Не спится… - страница 14



– Смотрю, – вздохнул я.

Перед самым отъездом, когда мы с добрым десятком провожающих вышли уже из подъезда и остановились у дверей автобуса и женщины, в голос отрыдав, вытирали глаза платками, у меня вдруг сбился сердечный ритм. Должно быть, от той внутренней дрожи, озноба какого-то, возникшего в тот миг, когда какая-то соседка заголосила на кухне. Женщины толклись там, пока мужики таскали коробки и баулы. К этому громкому плачу добавилось всхлипывание жены. Никогда я не слышал, как она плачет. А тут ее прорвало. Затрясло и меня. В тот момент, потащив по полу раздутую сумку, я сумел унять дрожь. А у дверей автобуса от ломоты в груди в глазах потемнело. Через миг все успокоилось во мне, но жена успела заметить, что со мною что-то случилось, и теперь продолжала тревожиться.

– Смотрю, – повторил я, – увижу ли еще…

– Но мы же приедем. Через год возьмем отпуск и приедем…

– К кому приедем?! В гости?… Мы ведь не гости здесь были. Дом наш здесь… У человека должен быть дом, свой дом, понимаешь? А теперь его нет. Ни там, ни тут…

– Ну, успокойся, прошу тебя. Видишь, сын уже задергался, – тихо стала она упрашивать.

– Да-да, уже спокоен, извини. Что еще остается…»

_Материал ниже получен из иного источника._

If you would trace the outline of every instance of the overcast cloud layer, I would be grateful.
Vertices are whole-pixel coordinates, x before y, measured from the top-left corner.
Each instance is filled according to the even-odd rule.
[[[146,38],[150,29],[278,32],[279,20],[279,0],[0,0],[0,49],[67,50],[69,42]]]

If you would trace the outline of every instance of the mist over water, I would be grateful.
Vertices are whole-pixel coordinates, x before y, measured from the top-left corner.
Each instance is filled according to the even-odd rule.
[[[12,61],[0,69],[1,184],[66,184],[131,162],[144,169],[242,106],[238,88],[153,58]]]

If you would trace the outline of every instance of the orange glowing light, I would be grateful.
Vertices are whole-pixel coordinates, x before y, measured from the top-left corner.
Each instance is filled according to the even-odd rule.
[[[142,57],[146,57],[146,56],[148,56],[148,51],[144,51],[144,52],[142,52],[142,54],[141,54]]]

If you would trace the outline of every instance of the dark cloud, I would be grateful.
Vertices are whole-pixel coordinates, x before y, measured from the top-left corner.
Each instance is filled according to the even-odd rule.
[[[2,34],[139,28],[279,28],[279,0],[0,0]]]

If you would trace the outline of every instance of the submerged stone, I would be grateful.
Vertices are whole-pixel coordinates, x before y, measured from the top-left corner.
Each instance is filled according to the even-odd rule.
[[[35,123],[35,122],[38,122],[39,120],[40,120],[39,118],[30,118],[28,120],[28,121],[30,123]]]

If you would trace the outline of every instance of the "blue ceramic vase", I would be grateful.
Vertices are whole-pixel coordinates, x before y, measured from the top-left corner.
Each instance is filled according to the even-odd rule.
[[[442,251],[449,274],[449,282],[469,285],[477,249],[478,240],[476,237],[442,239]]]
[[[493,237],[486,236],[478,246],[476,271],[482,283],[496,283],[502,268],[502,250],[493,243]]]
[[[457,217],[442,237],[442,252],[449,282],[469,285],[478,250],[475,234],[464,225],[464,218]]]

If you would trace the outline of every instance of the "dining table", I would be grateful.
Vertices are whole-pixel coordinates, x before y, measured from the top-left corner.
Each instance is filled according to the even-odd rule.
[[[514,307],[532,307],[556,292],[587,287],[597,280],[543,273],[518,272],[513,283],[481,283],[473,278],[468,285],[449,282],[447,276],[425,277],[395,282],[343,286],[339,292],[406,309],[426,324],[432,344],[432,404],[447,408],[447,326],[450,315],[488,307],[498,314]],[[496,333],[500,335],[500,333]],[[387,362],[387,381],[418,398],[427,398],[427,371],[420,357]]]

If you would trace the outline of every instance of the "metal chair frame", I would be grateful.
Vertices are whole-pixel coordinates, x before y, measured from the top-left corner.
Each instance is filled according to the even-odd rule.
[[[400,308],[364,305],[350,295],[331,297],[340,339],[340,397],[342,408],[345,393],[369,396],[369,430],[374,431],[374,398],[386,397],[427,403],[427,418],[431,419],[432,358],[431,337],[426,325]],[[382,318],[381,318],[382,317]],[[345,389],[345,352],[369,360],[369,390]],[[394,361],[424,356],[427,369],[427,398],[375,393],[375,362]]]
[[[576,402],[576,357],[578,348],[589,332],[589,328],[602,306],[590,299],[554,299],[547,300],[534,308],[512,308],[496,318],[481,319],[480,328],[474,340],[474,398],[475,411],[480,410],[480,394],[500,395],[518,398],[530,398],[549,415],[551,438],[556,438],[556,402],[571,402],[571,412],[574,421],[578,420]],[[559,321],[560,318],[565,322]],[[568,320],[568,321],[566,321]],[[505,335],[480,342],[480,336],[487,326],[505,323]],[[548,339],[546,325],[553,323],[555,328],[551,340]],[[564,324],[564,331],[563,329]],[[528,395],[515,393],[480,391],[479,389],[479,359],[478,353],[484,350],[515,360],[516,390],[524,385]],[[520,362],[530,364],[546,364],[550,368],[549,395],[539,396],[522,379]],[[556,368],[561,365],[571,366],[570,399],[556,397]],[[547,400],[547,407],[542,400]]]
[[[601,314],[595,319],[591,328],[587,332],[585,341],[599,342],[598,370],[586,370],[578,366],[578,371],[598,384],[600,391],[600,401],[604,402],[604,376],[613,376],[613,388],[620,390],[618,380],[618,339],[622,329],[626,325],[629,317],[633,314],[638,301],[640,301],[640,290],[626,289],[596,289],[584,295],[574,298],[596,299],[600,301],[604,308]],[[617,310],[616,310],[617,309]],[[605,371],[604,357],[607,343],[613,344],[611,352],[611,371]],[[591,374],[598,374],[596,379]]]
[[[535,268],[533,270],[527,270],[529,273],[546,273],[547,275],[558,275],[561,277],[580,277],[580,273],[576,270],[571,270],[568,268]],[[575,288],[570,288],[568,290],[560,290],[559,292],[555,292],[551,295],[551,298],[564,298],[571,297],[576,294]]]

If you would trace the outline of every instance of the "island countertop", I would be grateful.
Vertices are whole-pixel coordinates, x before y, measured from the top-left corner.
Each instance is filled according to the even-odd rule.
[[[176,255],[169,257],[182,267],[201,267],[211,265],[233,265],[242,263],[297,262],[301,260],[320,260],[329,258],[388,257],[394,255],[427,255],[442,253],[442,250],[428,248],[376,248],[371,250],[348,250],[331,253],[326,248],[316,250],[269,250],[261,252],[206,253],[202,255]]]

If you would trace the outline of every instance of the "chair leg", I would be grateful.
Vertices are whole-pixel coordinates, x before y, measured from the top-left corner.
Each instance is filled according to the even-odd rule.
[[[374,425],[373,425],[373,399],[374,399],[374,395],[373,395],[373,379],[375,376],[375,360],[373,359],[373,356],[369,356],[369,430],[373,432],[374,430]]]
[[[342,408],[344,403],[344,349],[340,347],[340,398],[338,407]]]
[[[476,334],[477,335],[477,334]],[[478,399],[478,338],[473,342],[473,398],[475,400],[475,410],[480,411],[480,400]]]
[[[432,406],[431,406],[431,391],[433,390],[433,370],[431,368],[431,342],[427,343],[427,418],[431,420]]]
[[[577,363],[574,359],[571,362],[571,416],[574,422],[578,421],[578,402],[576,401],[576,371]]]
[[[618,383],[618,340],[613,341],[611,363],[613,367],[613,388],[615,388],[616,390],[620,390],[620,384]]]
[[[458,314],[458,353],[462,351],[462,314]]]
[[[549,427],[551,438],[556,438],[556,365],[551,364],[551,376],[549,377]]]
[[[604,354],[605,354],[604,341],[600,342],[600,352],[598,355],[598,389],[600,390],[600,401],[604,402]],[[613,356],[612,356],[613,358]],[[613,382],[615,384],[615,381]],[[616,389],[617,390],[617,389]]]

Этот отрывок из тетради знакомого оказался единственным, детально рассказывающим о дне отъезда из России. Все остальное, уже о жизни за ее пределами, представляло краткие блокнотные записи о чувствах, мыслях и настроениях человека, силой обстоятельств оказавшегося вне отечества. Читать их было любопытно, но без объяснений автора почти невозможно представить последовательность событий, и многое казалось непонятным. Пришлось просить моего товарища часть записей прокомментировать. Так мы с ним и беседовали несколько дней подряд. Я вспоминал какой-нибудь эпизод из прочитанного, а он рассказывал. Иногда подробно и подолгу, а иногда отмахивался – неважно, мол, особенно когда речь шла о личной жизни близких. Я не настаивал. А некоторые строки в комментариях не нуждались. Что можно добавить к таким, например, словам, бросившимся в глаза где-то в середине одной из его записных книжек: «Я лучше бы дома тосковал о зарубежных странах» или: «Никогда не стану я частью этого государства и никогда не буду крепок этим чувством здесь». Чем больше мы говорили с ним, тем сильнее я укреплялся в своем впечатлении, что собеседнику моему важно было убедить прежде всего себя в том, что, вернувшись в Россию, он поступил правильно, а тот отъезд был непростительной ошибкой.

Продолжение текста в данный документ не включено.